The normally invisible text layer shown red here for debugging

The biggest feature of my GSoC was implementing the ability to select text directly on the page image from BookReader for public domain books, in order to copy and paste it elsewhere (#367). This was made possible because Internet Archive books have information about each word and its placement in the page, which is collected by doing OCR. To implement this feature we decided to use an invisible text layer placed on top of the page image, with words being correctly positioned and scaled. This made it possible to use the browser’s text selection system instead of creating a new one. The text layer on top of the page was implemented using an SVG element, with subelements for each paragraph and word in the page. The use of the SVG instead of normal html text elements made it a lot easier to overcome most of the problems we expected to find regarding the correct placement and scaling of words in the layer.
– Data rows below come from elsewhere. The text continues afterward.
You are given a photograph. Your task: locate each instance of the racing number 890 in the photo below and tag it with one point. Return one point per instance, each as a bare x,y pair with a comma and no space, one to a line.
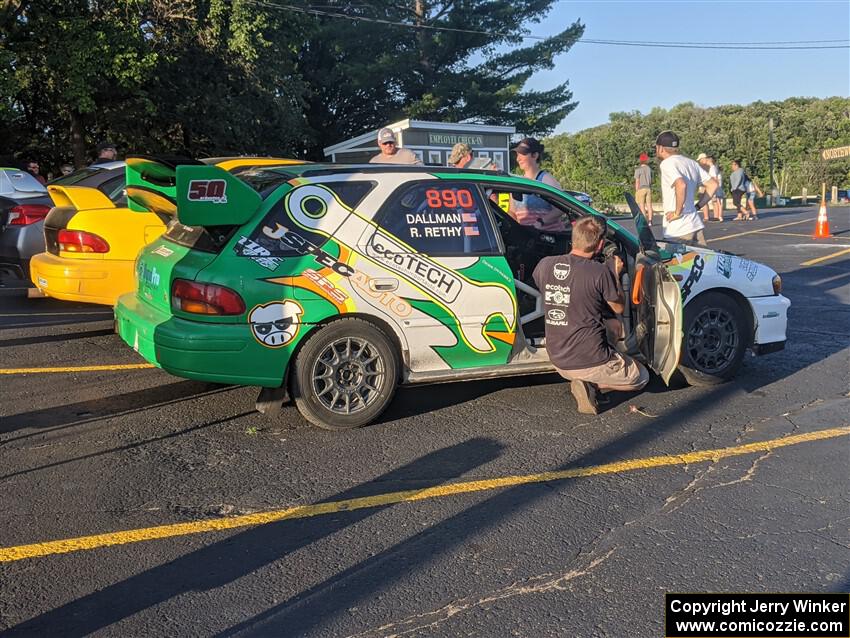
449,199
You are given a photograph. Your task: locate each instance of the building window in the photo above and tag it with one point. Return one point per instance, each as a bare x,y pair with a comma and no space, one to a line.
499,160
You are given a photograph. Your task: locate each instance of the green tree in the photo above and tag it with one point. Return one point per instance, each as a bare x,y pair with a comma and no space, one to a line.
601,160
362,74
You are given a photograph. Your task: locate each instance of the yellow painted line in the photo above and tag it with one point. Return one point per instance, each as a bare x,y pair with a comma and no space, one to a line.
56,314
812,262
761,230
10,554
123,366
809,236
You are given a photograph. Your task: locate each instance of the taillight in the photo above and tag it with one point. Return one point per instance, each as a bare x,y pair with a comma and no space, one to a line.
79,241
205,299
25,214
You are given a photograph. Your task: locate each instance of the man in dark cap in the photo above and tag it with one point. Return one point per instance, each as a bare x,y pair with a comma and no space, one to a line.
680,178
106,152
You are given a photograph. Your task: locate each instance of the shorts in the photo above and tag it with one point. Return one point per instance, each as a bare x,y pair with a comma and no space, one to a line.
696,237
620,372
643,196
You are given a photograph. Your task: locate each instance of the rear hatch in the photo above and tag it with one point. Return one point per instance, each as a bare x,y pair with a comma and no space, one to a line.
182,251
67,202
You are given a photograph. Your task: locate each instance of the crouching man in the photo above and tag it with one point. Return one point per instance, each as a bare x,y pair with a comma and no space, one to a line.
578,294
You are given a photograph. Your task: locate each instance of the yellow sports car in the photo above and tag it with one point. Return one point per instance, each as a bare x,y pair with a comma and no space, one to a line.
92,240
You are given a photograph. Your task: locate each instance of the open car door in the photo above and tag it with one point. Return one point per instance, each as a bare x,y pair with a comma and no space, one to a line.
657,301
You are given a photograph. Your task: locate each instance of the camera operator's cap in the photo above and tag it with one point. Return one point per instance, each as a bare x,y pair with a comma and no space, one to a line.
668,139
386,135
459,151
528,145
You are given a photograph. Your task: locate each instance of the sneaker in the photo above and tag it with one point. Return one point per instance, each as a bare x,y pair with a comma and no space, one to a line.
585,395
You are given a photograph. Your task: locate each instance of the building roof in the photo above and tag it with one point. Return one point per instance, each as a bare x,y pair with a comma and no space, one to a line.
402,125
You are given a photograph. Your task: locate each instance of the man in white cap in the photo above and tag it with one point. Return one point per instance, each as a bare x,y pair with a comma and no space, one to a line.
680,177
461,155
391,153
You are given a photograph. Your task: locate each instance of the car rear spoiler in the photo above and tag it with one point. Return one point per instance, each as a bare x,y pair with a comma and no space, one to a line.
78,197
152,183
197,193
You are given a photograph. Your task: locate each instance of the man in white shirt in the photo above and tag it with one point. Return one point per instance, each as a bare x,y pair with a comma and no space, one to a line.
716,204
391,153
680,178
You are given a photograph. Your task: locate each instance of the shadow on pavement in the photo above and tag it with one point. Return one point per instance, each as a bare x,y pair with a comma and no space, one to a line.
70,336
129,446
226,561
104,407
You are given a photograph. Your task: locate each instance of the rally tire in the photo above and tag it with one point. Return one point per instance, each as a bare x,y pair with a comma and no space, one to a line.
715,339
345,375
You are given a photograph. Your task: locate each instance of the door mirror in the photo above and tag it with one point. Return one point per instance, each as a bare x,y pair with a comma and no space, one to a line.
657,300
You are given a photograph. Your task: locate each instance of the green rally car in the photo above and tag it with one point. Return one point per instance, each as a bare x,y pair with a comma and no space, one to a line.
334,283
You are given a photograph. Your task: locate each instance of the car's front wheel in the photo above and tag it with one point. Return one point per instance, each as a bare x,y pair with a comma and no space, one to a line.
345,375
715,339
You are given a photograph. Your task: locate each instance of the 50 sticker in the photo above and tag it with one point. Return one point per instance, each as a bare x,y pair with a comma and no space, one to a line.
207,190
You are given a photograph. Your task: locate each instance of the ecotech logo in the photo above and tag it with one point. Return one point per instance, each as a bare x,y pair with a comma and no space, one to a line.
439,281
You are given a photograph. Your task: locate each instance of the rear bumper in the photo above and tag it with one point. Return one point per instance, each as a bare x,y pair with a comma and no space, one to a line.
770,318
18,244
99,281
767,348
214,352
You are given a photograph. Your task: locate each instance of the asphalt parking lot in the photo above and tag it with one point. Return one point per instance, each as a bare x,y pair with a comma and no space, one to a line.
137,503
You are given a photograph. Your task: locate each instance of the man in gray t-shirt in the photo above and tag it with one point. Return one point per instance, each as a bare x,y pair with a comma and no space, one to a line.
738,186
643,187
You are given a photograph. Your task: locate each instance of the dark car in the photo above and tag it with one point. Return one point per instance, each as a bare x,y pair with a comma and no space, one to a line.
24,203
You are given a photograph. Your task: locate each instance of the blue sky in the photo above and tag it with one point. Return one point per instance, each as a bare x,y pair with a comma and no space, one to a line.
605,79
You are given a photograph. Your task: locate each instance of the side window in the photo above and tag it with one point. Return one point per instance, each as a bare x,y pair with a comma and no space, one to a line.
114,189
440,218
277,236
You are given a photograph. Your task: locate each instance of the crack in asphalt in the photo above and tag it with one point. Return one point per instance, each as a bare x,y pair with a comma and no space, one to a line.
539,584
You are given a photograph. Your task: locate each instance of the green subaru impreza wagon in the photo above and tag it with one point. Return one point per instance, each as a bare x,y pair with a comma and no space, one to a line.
333,284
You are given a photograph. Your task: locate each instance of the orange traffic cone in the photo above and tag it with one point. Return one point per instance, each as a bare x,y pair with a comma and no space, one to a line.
822,228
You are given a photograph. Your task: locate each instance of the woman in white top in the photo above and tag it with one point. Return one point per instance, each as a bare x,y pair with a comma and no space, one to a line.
533,210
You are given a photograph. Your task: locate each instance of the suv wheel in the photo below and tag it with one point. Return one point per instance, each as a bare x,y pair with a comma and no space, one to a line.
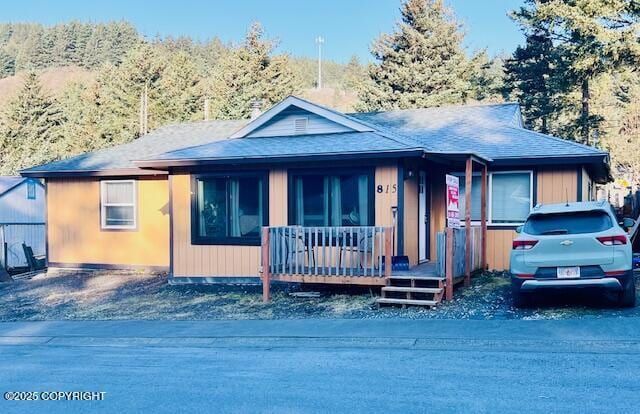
628,295
521,300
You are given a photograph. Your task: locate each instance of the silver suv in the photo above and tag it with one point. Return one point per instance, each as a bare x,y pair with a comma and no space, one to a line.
572,245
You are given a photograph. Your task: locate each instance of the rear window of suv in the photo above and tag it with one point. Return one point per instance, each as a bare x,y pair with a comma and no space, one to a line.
568,223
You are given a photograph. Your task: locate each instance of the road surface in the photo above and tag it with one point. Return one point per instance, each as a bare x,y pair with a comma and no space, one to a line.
324,366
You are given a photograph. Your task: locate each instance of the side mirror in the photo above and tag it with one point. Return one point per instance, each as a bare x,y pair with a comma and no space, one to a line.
628,222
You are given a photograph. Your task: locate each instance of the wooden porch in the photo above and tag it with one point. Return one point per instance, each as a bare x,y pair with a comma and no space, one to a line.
363,255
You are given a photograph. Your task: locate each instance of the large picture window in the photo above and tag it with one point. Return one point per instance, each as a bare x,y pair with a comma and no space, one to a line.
118,204
340,199
229,209
510,197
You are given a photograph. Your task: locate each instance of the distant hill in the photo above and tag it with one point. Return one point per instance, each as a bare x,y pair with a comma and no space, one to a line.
53,80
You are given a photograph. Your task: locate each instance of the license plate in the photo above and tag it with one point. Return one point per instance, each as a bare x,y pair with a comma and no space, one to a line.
568,272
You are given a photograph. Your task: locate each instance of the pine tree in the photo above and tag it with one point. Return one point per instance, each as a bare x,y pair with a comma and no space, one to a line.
354,74
179,93
247,73
487,78
529,77
422,64
30,132
7,65
592,36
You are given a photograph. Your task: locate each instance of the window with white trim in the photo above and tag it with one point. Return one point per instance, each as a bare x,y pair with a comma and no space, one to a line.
31,190
118,204
509,197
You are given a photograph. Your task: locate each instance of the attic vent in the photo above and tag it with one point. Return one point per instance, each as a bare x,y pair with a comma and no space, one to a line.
300,126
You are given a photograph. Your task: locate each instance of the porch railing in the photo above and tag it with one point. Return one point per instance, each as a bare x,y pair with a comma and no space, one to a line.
328,251
451,254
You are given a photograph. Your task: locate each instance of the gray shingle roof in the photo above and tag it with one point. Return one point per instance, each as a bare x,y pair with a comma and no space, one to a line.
288,146
494,132
165,139
9,182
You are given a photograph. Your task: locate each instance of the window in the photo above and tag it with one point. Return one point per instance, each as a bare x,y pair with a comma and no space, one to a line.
509,197
344,199
31,190
229,209
118,204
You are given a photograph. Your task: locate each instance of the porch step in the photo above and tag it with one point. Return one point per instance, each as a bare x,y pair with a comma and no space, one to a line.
416,302
416,277
411,289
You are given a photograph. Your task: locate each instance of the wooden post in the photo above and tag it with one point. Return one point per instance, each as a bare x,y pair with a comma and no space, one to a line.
468,175
266,270
448,263
483,218
388,237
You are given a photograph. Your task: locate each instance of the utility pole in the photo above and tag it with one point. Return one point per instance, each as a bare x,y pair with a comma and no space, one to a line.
319,42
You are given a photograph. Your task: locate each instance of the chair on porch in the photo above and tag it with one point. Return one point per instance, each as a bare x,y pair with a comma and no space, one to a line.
364,240
297,245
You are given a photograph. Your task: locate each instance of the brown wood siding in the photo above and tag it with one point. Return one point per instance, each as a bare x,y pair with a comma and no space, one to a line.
75,236
244,261
411,220
437,217
201,260
557,185
499,248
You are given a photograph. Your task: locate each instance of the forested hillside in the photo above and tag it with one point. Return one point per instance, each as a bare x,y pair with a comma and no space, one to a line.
76,87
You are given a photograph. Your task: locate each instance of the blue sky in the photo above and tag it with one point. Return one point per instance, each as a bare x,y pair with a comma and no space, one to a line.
348,26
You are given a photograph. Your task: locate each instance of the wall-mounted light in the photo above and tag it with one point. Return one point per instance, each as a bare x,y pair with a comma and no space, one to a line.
409,174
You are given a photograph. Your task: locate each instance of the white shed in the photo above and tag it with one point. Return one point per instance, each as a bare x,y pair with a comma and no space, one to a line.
22,219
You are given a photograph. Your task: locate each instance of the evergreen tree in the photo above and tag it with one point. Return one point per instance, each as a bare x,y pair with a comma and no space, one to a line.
593,37
354,74
179,93
529,77
249,73
7,65
422,64
487,78
29,135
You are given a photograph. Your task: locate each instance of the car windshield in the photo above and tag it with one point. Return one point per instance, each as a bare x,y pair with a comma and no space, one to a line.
568,223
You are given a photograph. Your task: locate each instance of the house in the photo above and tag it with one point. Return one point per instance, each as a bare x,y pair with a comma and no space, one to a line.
334,190
22,219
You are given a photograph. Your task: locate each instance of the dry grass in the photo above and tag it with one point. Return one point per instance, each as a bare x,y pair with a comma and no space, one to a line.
102,295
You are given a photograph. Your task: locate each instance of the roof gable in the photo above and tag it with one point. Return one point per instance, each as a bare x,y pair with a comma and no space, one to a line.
295,116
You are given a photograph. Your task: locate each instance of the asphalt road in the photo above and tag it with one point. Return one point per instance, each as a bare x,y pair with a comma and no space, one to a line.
325,366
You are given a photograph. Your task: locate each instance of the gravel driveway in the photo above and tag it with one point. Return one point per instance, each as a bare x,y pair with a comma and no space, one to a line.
101,295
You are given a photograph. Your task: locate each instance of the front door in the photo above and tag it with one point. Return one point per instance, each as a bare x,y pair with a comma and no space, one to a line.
423,218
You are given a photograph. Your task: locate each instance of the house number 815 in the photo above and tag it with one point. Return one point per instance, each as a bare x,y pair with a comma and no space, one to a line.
386,189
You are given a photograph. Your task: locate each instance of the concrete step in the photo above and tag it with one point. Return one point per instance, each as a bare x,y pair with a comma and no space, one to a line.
389,301
411,289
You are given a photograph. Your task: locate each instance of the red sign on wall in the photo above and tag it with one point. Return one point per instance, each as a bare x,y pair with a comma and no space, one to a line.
453,201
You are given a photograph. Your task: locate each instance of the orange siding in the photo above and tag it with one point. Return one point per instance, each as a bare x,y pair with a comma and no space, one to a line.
75,236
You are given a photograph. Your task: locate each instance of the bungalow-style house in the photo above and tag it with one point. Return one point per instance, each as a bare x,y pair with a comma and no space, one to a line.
338,193
22,211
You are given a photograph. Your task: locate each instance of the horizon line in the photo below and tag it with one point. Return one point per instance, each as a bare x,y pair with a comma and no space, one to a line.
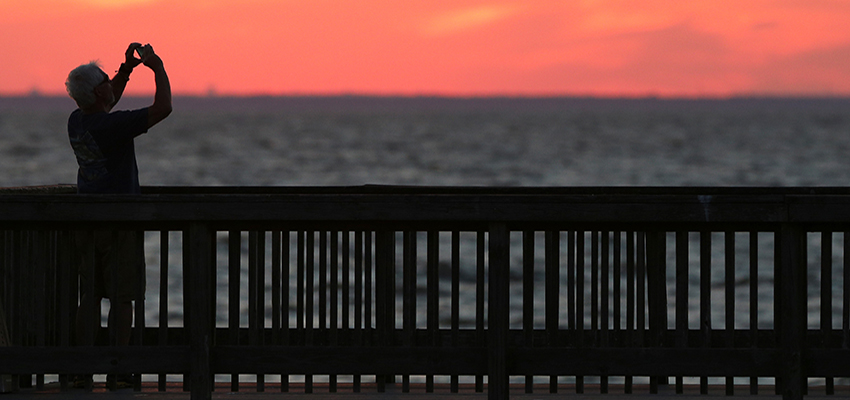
576,96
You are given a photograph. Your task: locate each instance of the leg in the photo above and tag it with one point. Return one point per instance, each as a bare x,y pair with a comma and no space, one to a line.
88,321
121,321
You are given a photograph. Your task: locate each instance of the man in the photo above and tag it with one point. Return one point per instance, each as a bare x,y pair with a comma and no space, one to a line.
103,144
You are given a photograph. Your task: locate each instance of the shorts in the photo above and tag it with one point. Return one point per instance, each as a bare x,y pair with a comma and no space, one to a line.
119,257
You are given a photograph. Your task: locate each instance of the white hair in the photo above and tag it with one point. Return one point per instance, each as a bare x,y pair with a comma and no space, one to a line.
82,81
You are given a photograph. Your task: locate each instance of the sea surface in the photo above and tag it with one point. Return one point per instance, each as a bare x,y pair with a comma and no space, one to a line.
351,140
329,141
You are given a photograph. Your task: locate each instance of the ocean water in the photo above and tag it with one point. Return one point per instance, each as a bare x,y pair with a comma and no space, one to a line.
342,141
432,141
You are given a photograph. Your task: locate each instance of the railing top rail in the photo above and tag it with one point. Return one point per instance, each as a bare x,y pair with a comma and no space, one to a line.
457,190
374,203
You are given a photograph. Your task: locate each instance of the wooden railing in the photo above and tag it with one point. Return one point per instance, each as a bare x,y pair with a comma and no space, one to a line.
608,288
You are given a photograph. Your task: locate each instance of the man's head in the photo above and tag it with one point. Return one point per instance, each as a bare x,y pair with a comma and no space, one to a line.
88,84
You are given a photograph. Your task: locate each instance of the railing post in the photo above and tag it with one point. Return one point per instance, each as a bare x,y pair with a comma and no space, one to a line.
201,266
384,293
499,311
792,302
656,271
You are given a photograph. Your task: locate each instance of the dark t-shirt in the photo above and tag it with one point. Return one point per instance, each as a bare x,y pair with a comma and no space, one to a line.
103,144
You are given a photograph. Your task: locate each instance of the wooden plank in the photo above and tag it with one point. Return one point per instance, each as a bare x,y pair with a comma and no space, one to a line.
705,296
754,300
95,359
826,302
646,361
682,286
409,294
528,297
552,294
480,299
455,302
201,267
164,289
334,360
420,207
792,304
729,290
499,311
234,277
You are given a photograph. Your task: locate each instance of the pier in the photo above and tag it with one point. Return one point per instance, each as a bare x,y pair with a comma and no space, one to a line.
497,291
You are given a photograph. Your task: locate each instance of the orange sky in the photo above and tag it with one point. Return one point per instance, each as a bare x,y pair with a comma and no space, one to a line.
443,47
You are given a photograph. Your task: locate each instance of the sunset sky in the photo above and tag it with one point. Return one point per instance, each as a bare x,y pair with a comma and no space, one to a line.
439,47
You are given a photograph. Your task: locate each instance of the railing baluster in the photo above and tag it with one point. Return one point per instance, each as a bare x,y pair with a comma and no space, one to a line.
754,300
682,286
729,277
409,292
826,300
705,297
234,264
455,302
528,298
499,311
580,309
552,287
285,322
480,298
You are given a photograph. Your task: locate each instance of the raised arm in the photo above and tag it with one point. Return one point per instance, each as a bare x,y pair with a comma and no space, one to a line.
161,106
119,82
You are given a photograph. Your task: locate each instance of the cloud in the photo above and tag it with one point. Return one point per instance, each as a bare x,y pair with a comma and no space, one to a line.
821,71
468,18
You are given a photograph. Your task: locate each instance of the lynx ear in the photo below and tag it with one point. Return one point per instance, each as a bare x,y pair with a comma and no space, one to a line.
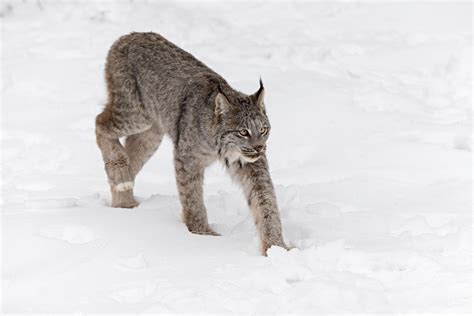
222,104
259,95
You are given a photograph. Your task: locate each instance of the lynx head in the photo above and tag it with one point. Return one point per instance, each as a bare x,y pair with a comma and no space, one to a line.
242,125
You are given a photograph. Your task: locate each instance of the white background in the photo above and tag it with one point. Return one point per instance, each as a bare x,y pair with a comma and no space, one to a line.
370,153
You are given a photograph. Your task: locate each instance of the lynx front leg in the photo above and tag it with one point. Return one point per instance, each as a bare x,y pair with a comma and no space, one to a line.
258,188
189,178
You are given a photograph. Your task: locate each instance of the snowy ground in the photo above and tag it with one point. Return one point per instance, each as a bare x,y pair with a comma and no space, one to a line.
370,152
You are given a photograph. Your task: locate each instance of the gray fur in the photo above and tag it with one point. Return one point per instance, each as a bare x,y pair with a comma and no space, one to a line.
156,88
I started working sporadically on this feature since the start of July and this led to having a workable demo by the first day of August. The rest of the month of August was spent refining this feature to make it production-ready. This included refining word placement in the layer, adding unit tests, adding support for more browsers, refactoring some functions, making the experience more fluid, making the selected text to be accurate for newlines and spaces on copy. The most challenging part was probably to integrate well the text selection actions in the two page view of BookReader, without disrupting the click-to-flip-page and other functionalities related to mouse-click events.

This feature is currently in internal testing, and scheduled for release in the next few weeks.

The text selection experience

Conclusions

Overall, I was extremely satisfied with my GSoC at the Internet Archive. It was a great opportunity to learn new things for me. I got much more fluent in JavaScript and CSS, thanks to both my mentor and using these languages in practice while coding. I learnt a lot about working on an open source project, but a part that I probably found really interesting was attending and participating in the decision making processes, even about projects I was not involved in. It was also interesting for me to apply concepts I had studied on a more theoretical level at university in a real workplace environment.

To sum things up, the ability to work on something I liked that had an impact on users and the ability to learn useful things for my personal development really made this experience worthwhile for me. I would 100% recommend doing a GSoC at the Internet Archive!